2003-05-24 & 6:12 p.m. : the window in the door negates the door

when i was young, each birthday took on some sort of mythic importance, mainly to do with numbers.

each year, with each new number that i became, i'm 5--i'm 7--i'm 9, i made an in depth analysis of what that number was, its color, its smell, its sound. i thought, for no good reason, that the number would inform the year.

it was the same time that i realized that words also have their own shape, smell and color.

i remember that the switch from single digit to double digit numbers represented a huge change in my life. the introduction of the second number created all sorts of complications for my yearly analysis and calculation.

if i had the kind of math brain i wish i did, i am sure i could have worked out fractals and tessellations to coincide with the event, but i do not and besides that, i was ten.

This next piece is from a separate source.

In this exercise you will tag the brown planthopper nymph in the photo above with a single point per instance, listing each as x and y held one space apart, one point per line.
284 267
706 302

i only bring this up because last night i thought a long time about the fact that birthdays mean very little to me anymore, numbers or otherwise. and the next great change from double digit to triple i'll never see.

or at least i hope i'll never see. this life can be wonderful, but i will take my short time here and be happy when it's over.

i thought a lot, too, about how comfortable i was with abstractions at a young age, how my thinking has changed, my (periodic) discomfort with abstractions now, and how much more comfortable i was then with the amount of time i spent living inside my own head.

i reflected on how living in my own head now is seen as a liability, that being engaged in my own interests is somehow a frustration to others.

that i am supposed to feel badly about this.

when i was small, no one seemed to be bothered by the fact that i was a somewhat spacey, very serious, very sensitive girl who lived a large part of her life in her own head, asking questions, figuring things out, recognizing relationships between phenomena, cataloguing to create a kind of tapestry of information that i used to work within the world outside my head.

but now that i am a somewhat spacey, very serious, very sensitive woman, it doesn't feel like that anymore.

and i haven't changed. i think that's just how i am. no matter how much i love the people i love, and no matter how much i want to be loved by others and share myself with them, i'll always be like that.

it is, i think, part of the inexorable isolation of human consciousness. or, at least, how it expressses itself in me.

i don't know what to do about it, if anything.

i just know that the whole thing, the loneliness of it (which i experienced when i was a young girl, too) and now the lack of autonomy i feel over it--the fact that i even have to think about it at all--makes me incredibly sad.